Kilayim, Chapter Three, Mishnah Seven

 

Introduction

This mishnah deals with how close one may sow gourds to other species of vegetables or grain.

 

Mishnah Seven

1)      A gourd [sown] among a [different] vegetable [must be separated by as much] as any other vegetable.  

2)      [A gourd sown] among grain—he must give it [a separating space of] a bet rova.  

3)      If his field was sown with grain, and he wishes to plant within it a row of gourds, he must give [the gourds] six handbreadths for them to be worked.

a)      And if [the row of gourds] overgrows [into the border] he must pull up that which is within it.  

4)      Rabbi Yose says: he must give [the gourds] four cubits for them to be worked.

a)      They said to him: Do you rule more stringently with regard to this than with regard to a vine?

b)      He said to them: We find that [the gourd] is treated more stringently than a vine, since for a single vine he must give six handbreadths for it to be worked, but for a single gourd a bet rova.  

5)      Rabbi Meir said in the name of Rabbi Ishmael: if there are as many as three gourds in a bet seah, he may not bring [another] seed into the bet seah.  

a)      Rabbi Yose ben Hahotef Ephrati said in the name of Rabbi Ishmael: if there are as many as three gourds in a bet kor, one may not bring [another] seed into the bet kor. 

 

Explanation

Section one:  If he wants to sow a single gourd plant next to a different vegetable, the same rule that always applies to vegetables still applies—he must distance them six handbreadths.

Section two:  However, if he wants to sow the gourd next to grain, he must separate them the same distance that grains must be separated—by a bet-rova (a space big enough to grow a quarter kav of grain).

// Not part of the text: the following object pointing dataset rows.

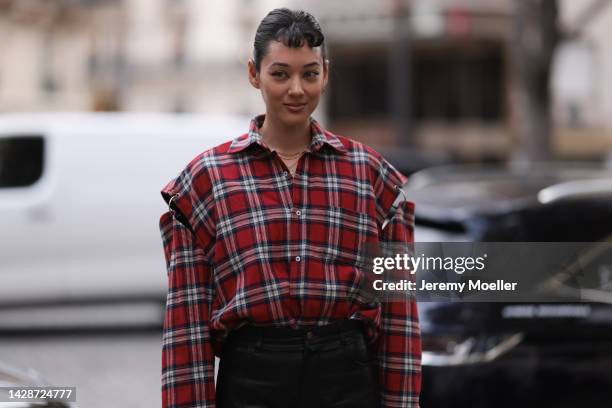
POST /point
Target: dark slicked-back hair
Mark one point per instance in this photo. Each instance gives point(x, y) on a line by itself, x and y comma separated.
point(292, 28)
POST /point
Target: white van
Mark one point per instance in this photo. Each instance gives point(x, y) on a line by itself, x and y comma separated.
point(79, 212)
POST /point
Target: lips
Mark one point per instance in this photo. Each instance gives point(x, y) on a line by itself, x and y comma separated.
point(295, 107)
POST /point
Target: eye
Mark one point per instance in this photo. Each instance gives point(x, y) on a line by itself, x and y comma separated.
point(311, 74)
point(279, 74)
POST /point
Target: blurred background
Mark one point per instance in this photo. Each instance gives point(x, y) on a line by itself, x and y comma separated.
point(500, 110)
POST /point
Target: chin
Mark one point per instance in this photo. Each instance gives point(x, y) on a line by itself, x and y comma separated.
point(292, 119)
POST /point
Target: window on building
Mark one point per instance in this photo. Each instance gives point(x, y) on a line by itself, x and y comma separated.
point(449, 82)
point(21, 160)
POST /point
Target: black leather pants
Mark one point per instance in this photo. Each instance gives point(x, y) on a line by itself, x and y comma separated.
point(328, 366)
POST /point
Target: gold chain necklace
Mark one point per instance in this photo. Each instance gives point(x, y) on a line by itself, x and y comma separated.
point(290, 156)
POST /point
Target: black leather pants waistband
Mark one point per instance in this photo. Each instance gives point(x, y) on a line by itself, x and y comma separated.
point(342, 330)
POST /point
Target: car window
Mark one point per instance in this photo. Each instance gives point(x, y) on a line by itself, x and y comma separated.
point(21, 160)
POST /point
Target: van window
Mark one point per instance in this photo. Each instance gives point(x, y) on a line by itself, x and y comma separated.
point(21, 160)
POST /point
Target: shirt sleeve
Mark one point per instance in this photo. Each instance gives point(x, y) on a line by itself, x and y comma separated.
point(187, 353)
point(398, 346)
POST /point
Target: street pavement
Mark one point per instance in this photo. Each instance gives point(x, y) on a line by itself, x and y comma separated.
point(119, 370)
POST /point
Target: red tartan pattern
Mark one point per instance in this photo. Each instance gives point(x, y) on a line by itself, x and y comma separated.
point(249, 243)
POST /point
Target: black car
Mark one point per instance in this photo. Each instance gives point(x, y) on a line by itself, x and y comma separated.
point(553, 354)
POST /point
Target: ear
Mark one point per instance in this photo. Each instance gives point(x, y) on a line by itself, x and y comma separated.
point(253, 74)
point(325, 72)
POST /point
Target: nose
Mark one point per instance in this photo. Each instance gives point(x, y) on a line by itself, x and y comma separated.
point(295, 87)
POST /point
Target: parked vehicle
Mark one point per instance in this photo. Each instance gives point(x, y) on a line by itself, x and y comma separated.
point(79, 213)
point(517, 354)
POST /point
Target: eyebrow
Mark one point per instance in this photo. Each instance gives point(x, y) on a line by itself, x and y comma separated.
point(285, 65)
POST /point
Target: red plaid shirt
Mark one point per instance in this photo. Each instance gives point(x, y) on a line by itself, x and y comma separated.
point(249, 243)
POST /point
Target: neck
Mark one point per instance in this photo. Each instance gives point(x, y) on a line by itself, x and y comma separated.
point(287, 139)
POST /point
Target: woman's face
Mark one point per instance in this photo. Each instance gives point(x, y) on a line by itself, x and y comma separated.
point(291, 81)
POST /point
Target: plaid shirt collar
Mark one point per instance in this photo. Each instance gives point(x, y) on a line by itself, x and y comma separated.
point(320, 138)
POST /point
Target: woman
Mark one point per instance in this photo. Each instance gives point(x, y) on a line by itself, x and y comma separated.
point(263, 243)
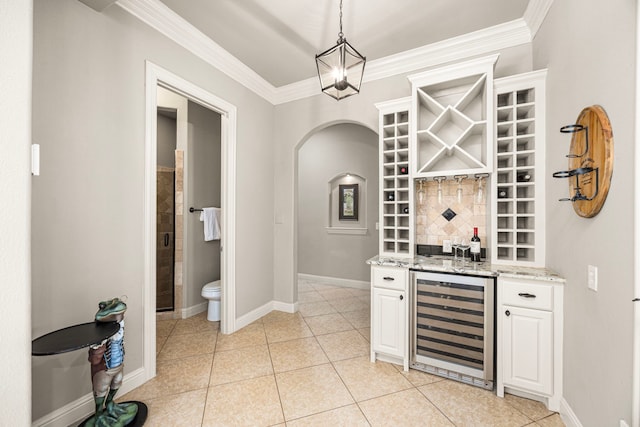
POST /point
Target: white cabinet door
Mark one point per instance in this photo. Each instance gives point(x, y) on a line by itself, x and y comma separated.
point(389, 317)
point(527, 349)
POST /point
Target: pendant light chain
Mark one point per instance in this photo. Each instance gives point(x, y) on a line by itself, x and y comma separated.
point(341, 34)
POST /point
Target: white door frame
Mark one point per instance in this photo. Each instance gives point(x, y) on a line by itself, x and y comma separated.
point(155, 76)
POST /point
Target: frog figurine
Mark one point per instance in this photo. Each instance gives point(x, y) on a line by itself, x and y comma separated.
point(107, 362)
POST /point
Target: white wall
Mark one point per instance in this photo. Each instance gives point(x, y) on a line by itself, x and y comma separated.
point(589, 48)
point(333, 151)
point(89, 116)
point(15, 217)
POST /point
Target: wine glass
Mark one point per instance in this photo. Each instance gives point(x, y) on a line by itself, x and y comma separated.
point(464, 246)
point(455, 244)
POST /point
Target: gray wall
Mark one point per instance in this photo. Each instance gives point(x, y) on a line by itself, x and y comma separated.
point(15, 217)
point(166, 138)
point(589, 48)
point(203, 156)
point(332, 151)
point(88, 205)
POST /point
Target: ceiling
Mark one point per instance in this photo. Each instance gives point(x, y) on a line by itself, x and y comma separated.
point(278, 39)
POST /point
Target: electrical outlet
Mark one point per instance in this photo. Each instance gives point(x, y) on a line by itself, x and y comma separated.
point(592, 277)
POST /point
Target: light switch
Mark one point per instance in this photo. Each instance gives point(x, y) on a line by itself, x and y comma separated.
point(592, 277)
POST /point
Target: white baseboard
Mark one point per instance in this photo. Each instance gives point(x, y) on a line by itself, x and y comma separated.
point(346, 283)
point(254, 315)
point(284, 306)
point(569, 417)
point(194, 309)
point(81, 408)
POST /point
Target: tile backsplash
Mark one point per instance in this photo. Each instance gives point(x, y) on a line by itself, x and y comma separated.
point(432, 227)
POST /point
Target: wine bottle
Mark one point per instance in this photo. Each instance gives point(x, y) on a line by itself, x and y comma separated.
point(475, 246)
point(525, 177)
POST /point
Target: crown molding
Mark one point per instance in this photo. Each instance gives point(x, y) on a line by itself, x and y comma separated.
point(158, 16)
point(477, 43)
point(535, 13)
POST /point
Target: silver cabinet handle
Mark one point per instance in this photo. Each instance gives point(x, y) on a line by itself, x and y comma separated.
point(526, 295)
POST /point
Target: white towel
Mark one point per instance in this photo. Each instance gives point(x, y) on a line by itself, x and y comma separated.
point(211, 219)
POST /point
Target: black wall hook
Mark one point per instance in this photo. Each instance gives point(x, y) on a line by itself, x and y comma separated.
point(576, 129)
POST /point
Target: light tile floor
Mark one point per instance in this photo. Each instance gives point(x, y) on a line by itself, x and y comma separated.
point(308, 369)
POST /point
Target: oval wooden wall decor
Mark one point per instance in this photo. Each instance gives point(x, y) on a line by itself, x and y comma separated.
point(597, 155)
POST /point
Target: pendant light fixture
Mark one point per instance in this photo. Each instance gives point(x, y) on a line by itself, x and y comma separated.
point(340, 68)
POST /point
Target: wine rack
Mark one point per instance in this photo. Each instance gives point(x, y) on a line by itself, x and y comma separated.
point(518, 184)
point(453, 108)
point(396, 238)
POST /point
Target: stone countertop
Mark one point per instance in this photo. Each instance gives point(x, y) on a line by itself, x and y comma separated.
point(446, 264)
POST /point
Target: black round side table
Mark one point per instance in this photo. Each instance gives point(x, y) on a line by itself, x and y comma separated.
point(80, 336)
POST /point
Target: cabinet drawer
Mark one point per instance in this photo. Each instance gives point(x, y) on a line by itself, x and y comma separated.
point(526, 294)
point(389, 277)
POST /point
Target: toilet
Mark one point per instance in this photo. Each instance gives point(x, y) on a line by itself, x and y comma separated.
point(211, 291)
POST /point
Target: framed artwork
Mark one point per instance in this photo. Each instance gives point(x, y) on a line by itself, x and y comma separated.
point(348, 202)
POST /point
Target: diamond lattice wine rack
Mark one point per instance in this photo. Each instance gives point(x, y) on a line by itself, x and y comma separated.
point(452, 130)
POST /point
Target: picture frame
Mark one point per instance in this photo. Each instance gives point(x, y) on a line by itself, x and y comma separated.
point(348, 202)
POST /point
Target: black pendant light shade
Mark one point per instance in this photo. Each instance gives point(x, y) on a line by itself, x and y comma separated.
point(340, 68)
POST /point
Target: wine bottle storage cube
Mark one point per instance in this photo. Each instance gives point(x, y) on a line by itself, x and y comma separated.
point(452, 130)
point(395, 239)
point(518, 235)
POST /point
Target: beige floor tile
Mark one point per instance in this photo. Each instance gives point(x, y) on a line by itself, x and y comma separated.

This is 10.2 cubits by 10.2 cubits, or about 25 square meters (see above 2:10).

Section three:  If he wants to make an entire row of gourds he need not separate it as far from the grain as he would if it were a single plant, because an entire row is recognizable as being distinct and looks less like kilayim than does a single plant.  All he must do is separate the row of gourds from the grain by six handbreadths, the amount of space he needs around the gourds in order to take care of them.  If the gourd plants overgrow this six handbreadth limit, he needs to remove the leaves that creep into the separation area.

Section four:  Rabbi Yose disagrees with the previous opinion and holds that he must give the gourds four cubits space to work them.

The other rabbis respond that this would make the rule with regard to gourds stricter than the rule with regard to vines.  Below in mishnah 4:5 we will learn that when it comes to separating vines from grain, only six handbreadths are required.  Since the rules of kilayim governing vines mixed in with grain are in some ways stricter than those governing mixing of seeds, the rabbis question why Rabbi Yose is stricter with regard to the mixing of seeds.

Rabbi Yose answers that there is precedent for his strict ruling.  Single vines may be planted six handbreadths from grain, whereas single gourd plants must be distanced by a bet rova, as we learned above.  In essence, Rabbi Yose holds that there is no difference in the distancing of single plants from full rows—if a single plant must be distanced by a bet-rova, then so too must the full row. 

Section five:  Rabbi Meir says that if there are three gourd plants in a field the size of a bet seah (2500 square cubits) then he should not put any other type of seed in that plant.  From here we can see that according to Rabbi Meir, gourds must be separated from other vegetables by the distance of 1/3 of a bet seah, and not merely by a bet rova, a far smaller amount. Rabbi Meir attributes this opinion to Rabbi Ishmael.

Rabbi Yose ben Hahotef Ephrati transmits an even stricter opinion in the name of Rabbi Ishmael.  A bet kor is 75,000 square cubits. If one brings so much as three gourd plants into a field this size, he may not plant another species of vegetable in that same field.